I guess, I got the result I wanted:
const { createCoreController } = require("@strapi/strapi").factories;
const utils = require('@strapi/utils');
const { NotFoundError, UnauthorizedError } = utils.errors;
const contentType = "api::address.address";
module.exports = createCoreController(contentType,
({
strapi
}) => ({
async findOne(ctx) {
const { user } = ctx.state;
const { id } = ctx.params;
if (user && typeof user !== 'undefined') {
const entity = await strapi.db.query(contentType).findMany({
where: {
id,
owner: user.id
}
});
if (entity && entity.length) {
const sanitizedEntity = await this.sanitizeOutput(entity, ctx);
return this.transformResponse(sanitizedEntity);
}
throw new NotFoundError('Not Found');
} else {
throw new UnauthorizedError('Access Forbidden');
}
},
}));
I did try doing the same thing with policies, but that did not work quite as I expected.
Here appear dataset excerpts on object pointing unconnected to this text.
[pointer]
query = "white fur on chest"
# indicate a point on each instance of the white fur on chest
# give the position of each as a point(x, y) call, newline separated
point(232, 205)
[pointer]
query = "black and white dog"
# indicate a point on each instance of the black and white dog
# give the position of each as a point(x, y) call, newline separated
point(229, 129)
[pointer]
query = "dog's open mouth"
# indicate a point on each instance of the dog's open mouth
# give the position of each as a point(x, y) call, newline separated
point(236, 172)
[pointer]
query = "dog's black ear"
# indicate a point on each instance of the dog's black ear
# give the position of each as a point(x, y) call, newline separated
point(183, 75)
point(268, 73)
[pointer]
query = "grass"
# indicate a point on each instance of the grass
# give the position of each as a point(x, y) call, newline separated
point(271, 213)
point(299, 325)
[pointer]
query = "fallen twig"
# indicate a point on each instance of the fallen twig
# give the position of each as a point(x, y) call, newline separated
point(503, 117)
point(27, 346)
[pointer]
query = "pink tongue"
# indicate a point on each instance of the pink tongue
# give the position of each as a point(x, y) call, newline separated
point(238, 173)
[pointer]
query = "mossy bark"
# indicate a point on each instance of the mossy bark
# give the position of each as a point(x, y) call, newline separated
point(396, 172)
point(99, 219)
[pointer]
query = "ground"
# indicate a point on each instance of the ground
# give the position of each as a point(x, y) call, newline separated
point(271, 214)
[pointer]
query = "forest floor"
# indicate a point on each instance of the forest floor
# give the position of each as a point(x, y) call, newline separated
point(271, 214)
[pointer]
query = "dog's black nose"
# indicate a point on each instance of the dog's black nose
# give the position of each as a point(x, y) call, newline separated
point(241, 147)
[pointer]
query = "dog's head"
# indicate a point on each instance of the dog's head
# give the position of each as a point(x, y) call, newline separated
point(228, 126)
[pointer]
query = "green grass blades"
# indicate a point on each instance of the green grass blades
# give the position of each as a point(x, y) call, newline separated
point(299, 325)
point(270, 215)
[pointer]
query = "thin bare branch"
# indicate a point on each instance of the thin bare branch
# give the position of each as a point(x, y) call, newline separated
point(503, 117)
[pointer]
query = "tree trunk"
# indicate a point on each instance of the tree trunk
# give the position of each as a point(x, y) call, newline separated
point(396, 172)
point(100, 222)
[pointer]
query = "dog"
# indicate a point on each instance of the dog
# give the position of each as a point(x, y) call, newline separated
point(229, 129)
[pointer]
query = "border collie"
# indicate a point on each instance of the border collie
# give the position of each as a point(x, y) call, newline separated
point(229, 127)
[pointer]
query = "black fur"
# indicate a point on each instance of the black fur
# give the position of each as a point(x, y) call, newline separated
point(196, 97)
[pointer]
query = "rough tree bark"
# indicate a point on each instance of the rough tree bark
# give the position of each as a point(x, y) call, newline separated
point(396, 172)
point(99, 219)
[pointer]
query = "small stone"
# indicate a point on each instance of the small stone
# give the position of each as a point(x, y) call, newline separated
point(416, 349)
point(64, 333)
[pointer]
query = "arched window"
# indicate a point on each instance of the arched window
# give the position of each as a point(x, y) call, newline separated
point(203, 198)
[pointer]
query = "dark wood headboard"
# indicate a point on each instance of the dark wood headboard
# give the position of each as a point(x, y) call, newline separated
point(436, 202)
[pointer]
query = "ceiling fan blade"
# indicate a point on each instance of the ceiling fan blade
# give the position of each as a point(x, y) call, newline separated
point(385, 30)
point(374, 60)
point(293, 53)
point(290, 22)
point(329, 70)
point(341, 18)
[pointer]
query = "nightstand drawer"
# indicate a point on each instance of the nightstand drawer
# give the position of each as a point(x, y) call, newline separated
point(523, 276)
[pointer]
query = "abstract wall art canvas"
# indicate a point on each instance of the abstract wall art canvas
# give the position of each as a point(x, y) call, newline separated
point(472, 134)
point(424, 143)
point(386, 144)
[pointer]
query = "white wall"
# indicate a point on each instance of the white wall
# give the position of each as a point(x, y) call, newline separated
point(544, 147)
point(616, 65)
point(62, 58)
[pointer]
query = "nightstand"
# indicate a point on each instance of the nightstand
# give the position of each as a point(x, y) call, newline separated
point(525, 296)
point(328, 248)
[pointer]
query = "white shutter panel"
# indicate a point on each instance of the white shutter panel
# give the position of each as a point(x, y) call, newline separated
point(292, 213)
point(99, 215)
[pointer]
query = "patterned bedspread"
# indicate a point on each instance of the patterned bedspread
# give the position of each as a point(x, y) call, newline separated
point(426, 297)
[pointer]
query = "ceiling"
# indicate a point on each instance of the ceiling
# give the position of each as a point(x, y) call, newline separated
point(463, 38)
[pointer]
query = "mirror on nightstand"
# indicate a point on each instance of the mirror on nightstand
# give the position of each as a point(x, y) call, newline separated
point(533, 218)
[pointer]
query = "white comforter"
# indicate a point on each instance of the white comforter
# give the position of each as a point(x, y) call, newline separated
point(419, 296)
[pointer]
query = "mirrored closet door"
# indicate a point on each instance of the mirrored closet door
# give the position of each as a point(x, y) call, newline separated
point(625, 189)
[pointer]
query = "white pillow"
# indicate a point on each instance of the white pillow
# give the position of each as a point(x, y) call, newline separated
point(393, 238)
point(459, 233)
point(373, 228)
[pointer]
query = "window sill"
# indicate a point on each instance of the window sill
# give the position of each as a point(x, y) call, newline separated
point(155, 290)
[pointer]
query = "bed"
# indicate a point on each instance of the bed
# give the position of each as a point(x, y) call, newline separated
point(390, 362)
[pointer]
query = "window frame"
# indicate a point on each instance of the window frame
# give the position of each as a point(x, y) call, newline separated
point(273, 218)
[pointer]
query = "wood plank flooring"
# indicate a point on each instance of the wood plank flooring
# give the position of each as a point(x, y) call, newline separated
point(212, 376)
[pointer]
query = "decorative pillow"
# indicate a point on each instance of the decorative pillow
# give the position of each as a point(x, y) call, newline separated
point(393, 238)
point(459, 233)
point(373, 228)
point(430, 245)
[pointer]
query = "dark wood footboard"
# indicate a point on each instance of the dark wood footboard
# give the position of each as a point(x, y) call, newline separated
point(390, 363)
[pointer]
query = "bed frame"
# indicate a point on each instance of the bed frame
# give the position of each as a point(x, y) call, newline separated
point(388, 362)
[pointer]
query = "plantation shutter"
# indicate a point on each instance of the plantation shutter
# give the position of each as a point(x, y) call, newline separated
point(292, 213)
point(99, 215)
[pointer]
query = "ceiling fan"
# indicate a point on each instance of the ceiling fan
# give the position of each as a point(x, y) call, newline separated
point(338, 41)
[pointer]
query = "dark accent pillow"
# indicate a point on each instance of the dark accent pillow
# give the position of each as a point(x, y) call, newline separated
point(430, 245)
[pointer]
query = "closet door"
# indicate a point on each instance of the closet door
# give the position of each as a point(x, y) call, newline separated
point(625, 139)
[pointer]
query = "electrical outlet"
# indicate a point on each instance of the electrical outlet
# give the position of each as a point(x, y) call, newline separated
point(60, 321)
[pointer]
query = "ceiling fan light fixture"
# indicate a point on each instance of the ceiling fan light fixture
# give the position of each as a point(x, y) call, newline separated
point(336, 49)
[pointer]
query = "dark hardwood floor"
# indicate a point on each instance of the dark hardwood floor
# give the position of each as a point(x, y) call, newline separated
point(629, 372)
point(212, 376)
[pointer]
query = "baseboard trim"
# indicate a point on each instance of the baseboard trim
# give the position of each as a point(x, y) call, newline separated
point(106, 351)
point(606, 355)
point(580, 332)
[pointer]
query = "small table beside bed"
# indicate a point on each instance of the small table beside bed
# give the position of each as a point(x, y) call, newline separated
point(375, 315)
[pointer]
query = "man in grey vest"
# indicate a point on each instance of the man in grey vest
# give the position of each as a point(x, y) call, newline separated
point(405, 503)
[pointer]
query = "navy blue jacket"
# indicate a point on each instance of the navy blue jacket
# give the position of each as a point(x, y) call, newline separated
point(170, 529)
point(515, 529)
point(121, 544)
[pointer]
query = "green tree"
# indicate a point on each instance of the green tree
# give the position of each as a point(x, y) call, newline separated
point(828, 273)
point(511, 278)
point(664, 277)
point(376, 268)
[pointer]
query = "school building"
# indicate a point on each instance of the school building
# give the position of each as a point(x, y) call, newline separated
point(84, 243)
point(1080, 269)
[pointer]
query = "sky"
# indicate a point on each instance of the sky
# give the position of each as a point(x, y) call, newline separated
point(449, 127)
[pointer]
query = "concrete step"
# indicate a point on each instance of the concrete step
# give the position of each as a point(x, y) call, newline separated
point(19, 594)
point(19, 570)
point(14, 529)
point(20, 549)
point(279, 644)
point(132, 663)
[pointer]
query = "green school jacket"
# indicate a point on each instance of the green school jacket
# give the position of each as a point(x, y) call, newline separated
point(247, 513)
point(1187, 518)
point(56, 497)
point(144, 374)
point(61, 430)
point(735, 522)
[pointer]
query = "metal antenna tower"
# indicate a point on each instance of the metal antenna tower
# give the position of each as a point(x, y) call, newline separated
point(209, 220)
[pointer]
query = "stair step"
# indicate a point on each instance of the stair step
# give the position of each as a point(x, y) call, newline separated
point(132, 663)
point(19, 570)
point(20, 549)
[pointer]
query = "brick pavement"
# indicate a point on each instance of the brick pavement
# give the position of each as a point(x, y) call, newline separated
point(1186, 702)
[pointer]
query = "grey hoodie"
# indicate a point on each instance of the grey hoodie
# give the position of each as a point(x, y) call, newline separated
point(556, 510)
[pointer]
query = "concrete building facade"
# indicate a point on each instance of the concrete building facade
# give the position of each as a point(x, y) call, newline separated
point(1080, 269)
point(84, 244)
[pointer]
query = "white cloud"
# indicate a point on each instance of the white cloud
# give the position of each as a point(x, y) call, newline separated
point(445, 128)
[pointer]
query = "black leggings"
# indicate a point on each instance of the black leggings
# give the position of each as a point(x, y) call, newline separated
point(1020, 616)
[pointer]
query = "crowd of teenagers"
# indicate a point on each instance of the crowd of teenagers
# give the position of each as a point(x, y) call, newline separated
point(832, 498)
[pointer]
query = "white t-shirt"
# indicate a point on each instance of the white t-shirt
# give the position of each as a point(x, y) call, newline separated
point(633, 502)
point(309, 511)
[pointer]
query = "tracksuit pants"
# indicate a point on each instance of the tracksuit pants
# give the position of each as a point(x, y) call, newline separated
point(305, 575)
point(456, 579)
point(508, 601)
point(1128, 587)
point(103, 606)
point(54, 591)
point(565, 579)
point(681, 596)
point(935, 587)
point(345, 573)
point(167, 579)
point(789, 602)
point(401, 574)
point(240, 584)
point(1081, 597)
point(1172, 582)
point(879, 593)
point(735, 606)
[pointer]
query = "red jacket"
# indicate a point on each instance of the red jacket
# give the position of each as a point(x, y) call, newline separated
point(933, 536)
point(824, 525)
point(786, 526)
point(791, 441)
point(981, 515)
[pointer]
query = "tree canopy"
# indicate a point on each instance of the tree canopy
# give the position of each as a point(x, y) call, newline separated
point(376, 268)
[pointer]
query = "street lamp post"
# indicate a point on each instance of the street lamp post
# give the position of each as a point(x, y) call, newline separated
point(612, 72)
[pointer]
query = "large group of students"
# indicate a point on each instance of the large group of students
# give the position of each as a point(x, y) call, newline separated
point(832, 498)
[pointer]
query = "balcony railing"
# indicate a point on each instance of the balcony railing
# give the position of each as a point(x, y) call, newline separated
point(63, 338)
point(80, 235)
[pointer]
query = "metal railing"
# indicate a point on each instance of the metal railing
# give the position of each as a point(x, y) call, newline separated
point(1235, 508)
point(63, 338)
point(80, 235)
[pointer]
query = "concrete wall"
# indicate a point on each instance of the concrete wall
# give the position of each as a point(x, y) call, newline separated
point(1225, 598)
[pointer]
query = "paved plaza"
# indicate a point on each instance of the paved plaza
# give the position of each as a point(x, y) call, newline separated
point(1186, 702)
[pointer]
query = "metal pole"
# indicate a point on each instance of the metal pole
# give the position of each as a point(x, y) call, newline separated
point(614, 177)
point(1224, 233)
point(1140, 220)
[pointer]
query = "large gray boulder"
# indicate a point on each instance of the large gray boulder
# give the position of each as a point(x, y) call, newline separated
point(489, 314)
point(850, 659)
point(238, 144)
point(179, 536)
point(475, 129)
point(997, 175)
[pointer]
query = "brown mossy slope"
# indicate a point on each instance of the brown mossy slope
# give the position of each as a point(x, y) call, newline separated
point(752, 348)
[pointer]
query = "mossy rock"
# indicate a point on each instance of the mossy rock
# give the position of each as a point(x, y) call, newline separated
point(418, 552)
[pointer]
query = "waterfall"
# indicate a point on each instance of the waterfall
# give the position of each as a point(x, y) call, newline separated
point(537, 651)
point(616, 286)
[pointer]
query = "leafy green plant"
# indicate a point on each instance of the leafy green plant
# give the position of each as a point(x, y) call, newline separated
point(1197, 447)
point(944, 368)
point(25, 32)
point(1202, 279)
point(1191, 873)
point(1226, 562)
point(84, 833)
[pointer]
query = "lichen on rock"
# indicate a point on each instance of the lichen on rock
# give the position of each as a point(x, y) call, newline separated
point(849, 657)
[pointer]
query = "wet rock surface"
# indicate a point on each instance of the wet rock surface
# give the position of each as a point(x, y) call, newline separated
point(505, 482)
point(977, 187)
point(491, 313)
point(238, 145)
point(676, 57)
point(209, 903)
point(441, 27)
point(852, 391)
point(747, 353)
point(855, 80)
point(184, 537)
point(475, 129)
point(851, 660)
I created this policy:
'use strict';
/**
* `user-is-owner` policy.
*/
module.exports = () => {
// Add authenticated user to filter.
return async (ctx, next) => {
ctx.query.filters = {
...ctx.query.filters,
owner: ctx.state.user.id,
};
await next();
};
};
Added it to routes
const { createCoreRouter } = require('@strapi/strapi').factories;
module.exports = createCoreRouter("api::address.address", {
config: {
findOne: {
policies: ["global::user-is-owner"]
}
}
});
But then even the places my user was owner started raising 403 errors… Not sure what was going on there.